A dozen years later it’s come full circle for Boykin, who will play for Proehl, the Panthers’ receivers coach, after signing a one-year deal with Carolina on Friday.
But Boykin’s final two seasons in Green Bay reminded the former Butler High standout that the NFL is a tough business, and the homecoming narrative won't mean much if he doesn't stay healthy and produce.
“Nothing’s set in stone until I go out there and prove myself on the field,” Boykin said during a conference call with reporters. “That’s the thing that matters most.”
Boykin, 6-foot-2 and 218 pounds, described himself as a physical receiver who's not afraid to make tough catches. He will compete for playing time in a receiving group that includes second-year wideout Kelvin Benjamin, veteran Jerricho Cotchery, recently reacquired Ted Ginn Jr., Corey (Philly) Brown and Brenton Bersin.
“They’ve got a great, young, talented group. They’ve got the veteran in Cotchery. They’ve got Ginn back. They’ve got Philly as a speedster. They’ve got Benjamin, who had an outstanding year last year,” Boykin said. “I feel like that’s a great group that’s ready to ascend and take a step forward to become great."
Boykin, undrafted out of Virginia Tech, spent three seasons with Green Bay before becoming a free agent when the Packers chose not to tender him.
Boykin’s best year came in 2013 when Randall Cobb was injured most of the season. Boykin, 25, hauled in 49 passes for 681 yards and three touchdowns while starting eight games.
But his production fell off drastically last season with Cobb back in the lineup. Boykin missed three games with a groin injury, lost the No. 3 receiver spot to rookie Davante Adams, and finished with as many dropped passes (three) as catches (three for 23 yards).

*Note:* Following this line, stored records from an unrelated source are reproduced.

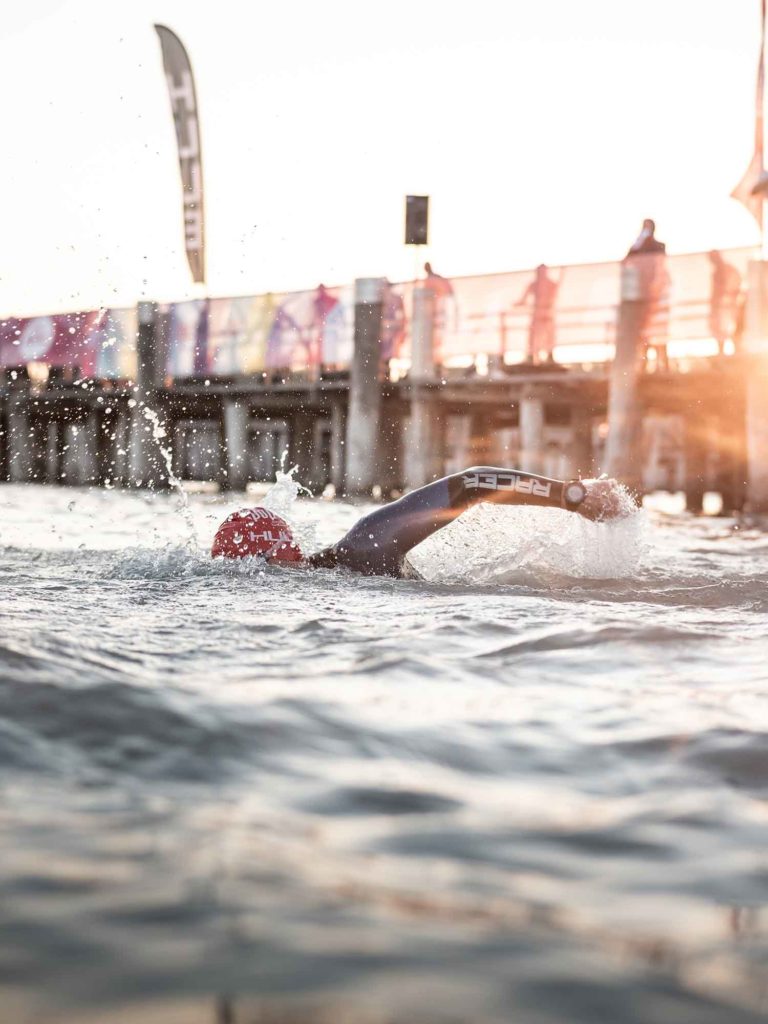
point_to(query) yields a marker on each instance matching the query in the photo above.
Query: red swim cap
(255, 531)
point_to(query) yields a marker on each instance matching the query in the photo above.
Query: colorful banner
(694, 304)
(186, 122)
(301, 333)
(95, 344)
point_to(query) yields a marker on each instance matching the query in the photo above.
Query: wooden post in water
(144, 469)
(531, 431)
(364, 418)
(302, 446)
(86, 443)
(423, 455)
(756, 357)
(582, 464)
(20, 438)
(623, 451)
(338, 434)
(237, 419)
(695, 446)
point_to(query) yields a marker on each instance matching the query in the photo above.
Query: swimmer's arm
(379, 542)
(595, 500)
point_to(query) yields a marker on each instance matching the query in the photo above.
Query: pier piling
(364, 417)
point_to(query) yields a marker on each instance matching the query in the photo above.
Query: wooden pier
(696, 425)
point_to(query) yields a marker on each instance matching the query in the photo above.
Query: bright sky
(544, 130)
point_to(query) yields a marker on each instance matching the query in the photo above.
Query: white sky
(544, 130)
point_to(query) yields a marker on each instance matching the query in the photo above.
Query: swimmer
(378, 544)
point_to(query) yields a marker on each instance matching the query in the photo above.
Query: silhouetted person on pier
(378, 544)
(442, 293)
(646, 242)
(542, 294)
(725, 300)
(645, 280)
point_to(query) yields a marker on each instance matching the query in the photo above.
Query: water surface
(532, 788)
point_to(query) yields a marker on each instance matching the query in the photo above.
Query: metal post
(531, 432)
(364, 418)
(623, 448)
(237, 419)
(756, 345)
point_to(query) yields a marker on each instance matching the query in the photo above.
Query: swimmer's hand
(605, 500)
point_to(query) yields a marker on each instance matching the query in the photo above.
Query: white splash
(282, 499)
(492, 544)
(159, 433)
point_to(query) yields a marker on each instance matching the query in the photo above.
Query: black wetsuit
(378, 543)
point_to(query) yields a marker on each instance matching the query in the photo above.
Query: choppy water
(532, 791)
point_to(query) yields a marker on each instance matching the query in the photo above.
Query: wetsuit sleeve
(379, 542)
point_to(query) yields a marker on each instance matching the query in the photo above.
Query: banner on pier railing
(94, 344)
(299, 333)
(693, 306)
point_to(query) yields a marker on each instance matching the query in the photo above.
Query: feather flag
(747, 192)
(184, 105)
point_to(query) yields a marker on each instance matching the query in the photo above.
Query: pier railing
(478, 325)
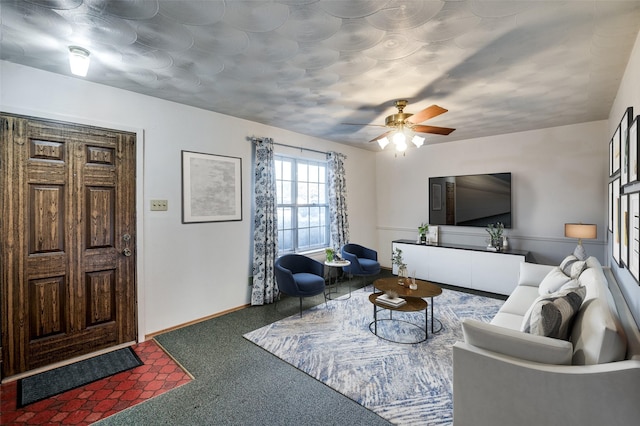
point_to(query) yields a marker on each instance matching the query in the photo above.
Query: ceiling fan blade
(360, 124)
(382, 136)
(425, 114)
(432, 129)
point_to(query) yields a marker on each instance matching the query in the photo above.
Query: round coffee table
(425, 289)
(413, 304)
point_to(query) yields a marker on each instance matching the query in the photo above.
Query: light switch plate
(159, 205)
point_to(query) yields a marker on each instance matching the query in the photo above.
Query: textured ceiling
(311, 65)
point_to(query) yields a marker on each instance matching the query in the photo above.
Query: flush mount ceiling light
(79, 60)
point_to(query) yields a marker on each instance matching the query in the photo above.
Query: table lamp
(580, 231)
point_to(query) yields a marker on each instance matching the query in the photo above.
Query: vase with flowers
(423, 229)
(495, 235)
(397, 260)
(330, 254)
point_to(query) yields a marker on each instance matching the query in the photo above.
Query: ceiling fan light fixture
(418, 141)
(79, 59)
(383, 142)
(399, 138)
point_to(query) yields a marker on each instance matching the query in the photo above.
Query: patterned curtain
(265, 224)
(338, 200)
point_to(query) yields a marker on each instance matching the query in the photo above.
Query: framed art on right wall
(615, 213)
(634, 237)
(634, 141)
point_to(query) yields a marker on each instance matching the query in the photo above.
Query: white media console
(463, 266)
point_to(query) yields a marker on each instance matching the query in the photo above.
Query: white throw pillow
(573, 267)
(553, 281)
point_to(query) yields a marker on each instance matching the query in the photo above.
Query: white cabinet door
(416, 258)
(495, 272)
(450, 266)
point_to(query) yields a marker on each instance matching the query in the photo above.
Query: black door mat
(49, 383)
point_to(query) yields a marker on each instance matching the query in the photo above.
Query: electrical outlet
(159, 205)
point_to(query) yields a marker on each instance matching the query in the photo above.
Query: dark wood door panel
(68, 201)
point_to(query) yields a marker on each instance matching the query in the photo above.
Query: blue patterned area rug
(407, 384)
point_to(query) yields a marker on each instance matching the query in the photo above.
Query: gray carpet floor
(239, 383)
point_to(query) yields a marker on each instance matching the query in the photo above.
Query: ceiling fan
(405, 126)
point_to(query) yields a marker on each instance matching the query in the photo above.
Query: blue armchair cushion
(364, 261)
(309, 284)
(299, 275)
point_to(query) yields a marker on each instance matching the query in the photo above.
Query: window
(303, 209)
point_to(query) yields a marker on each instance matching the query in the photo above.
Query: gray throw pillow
(552, 315)
(572, 267)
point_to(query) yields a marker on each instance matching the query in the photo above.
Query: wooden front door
(67, 241)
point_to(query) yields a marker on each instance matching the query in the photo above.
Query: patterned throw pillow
(552, 315)
(572, 267)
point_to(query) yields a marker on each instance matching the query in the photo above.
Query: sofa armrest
(491, 389)
(517, 344)
(532, 274)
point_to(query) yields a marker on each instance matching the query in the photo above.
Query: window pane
(284, 218)
(303, 172)
(278, 167)
(322, 193)
(303, 238)
(303, 217)
(303, 196)
(314, 237)
(314, 216)
(300, 183)
(286, 193)
(313, 173)
(286, 170)
(278, 192)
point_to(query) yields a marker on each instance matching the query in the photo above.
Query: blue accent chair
(364, 261)
(300, 276)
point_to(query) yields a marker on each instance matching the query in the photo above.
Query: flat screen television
(470, 200)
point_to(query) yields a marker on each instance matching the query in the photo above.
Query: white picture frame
(211, 188)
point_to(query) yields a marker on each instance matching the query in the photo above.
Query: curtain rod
(291, 146)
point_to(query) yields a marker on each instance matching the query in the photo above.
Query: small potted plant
(397, 260)
(423, 229)
(495, 235)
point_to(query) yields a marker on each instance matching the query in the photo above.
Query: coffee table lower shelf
(414, 304)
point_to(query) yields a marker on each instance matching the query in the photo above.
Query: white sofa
(502, 376)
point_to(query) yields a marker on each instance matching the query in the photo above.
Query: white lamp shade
(580, 230)
(417, 141)
(383, 142)
(401, 145)
(79, 60)
(399, 138)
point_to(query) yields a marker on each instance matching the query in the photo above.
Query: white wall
(628, 96)
(186, 271)
(558, 176)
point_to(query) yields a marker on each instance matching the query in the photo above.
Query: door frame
(139, 210)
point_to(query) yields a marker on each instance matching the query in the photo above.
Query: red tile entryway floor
(102, 398)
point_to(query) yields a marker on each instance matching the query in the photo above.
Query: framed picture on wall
(211, 188)
(624, 157)
(615, 148)
(610, 210)
(611, 157)
(615, 245)
(624, 229)
(634, 240)
(634, 141)
(623, 130)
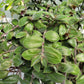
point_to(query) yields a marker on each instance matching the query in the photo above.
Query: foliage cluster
(45, 43)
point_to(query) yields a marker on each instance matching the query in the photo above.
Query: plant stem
(75, 56)
(7, 52)
(42, 53)
(7, 32)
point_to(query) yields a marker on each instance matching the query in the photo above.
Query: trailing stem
(7, 32)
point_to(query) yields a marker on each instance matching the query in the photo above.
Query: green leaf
(4, 45)
(68, 82)
(56, 77)
(35, 81)
(29, 27)
(80, 57)
(20, 34)
(44, 61)
(22, 21)
(65, 50)
(81, 45)
(35, 32)
(32, 42)
(53, 56)
(37, 15)
(47, 70)
(62, 30)
(12, 79)
(56, 44)
(35, 60)
(7, 28)
(3, 74)
(80, 80)
(72, 42)
(18, 50)
(15, 22)
(28, 54)
(37, 67)
(65, 67)
(38, 75)
(5, 65)
(17, 61)
(9, 35)
(39, 24)
(52, 36)
(76, 70)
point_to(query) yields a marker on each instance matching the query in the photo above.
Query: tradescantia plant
(45, 43)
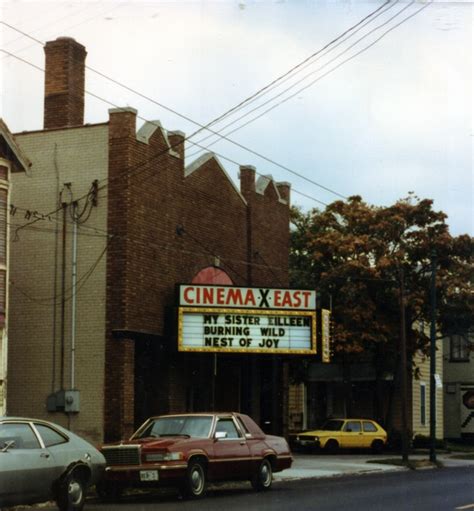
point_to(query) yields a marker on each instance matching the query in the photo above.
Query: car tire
(71, 494)
(332, 446)
(262, 480)
(194, 486)
(377, 447)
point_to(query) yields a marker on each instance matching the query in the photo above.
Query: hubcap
(196, 480)
(265, 474)
(74, 492)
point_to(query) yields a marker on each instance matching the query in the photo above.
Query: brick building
(125, 220)
(12, 160)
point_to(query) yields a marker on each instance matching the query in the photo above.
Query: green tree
(354, 253)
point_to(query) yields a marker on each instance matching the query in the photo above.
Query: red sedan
(187, 450)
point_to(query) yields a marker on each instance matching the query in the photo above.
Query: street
(422, 490)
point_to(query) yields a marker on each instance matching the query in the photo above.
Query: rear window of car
(332, 425)
(226, 425)
(186, 425)
(21, 436)
(369, 427)
(50, 436)
(352, 426)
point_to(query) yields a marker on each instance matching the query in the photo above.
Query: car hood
(319, 432)
(152, 442)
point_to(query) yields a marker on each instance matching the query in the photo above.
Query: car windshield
(189, 426)
(332, 425)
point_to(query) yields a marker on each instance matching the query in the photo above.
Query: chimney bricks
(64, 83)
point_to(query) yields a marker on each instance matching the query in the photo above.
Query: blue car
(41, 461)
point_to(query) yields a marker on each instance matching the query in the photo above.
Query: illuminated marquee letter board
(230, 319)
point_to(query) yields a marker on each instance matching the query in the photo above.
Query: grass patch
(465, 456)
(411, 464)
(463, 447)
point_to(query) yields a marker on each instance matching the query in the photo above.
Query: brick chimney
(64, 83)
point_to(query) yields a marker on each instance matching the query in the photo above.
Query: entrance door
(226, 385)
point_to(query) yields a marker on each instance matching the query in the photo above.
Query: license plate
(148, 475)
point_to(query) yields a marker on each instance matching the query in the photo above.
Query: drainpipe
(73, 300)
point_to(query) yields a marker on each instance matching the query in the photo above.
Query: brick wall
(151, 195)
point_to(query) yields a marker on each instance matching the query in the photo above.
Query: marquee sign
(248, 320)
(246, 297)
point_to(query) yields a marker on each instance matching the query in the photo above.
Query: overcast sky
(398, 117)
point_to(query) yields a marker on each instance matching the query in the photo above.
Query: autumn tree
(355, 254)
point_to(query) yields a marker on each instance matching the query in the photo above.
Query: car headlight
(167, 456)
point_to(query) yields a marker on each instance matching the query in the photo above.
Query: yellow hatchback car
(345, 434)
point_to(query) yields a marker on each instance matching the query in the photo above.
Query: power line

“We had Davante Adams and a couple other young guys that stepped in and played pretty well while I was out,” Boykin said. “Coming back, I kind of saw my role diminish a little. So I just tried to seize the moment and do whatever I could on special teams to contribute in any way possible.”
Boykin said he plans to do the same with Carolina, which is looking to improve a special teams unit that was among the league's worst in 2014.
Boykin was in middle school when his family moved from Chattanooga, Tenn., to Matthews. He was a first-team, all-state selection as a senior at Butler, where he played with Robert Blanton and Eddie Whitley, a pair of defensive backs who are still in the NFL.
Boykin spent offseasons in Charlotte while he played for the Packers. He said his cousin took him to the Panthers’ 2003 opener that Proehl won on a 12-yard pass from Jake Delhomme with 16 seconds left.
“It feels pretty good to be coming home. Familiar territory – I’m familiar with the area, people around the area, great supporting cast,” Boykin said. “I grew up watching this team.”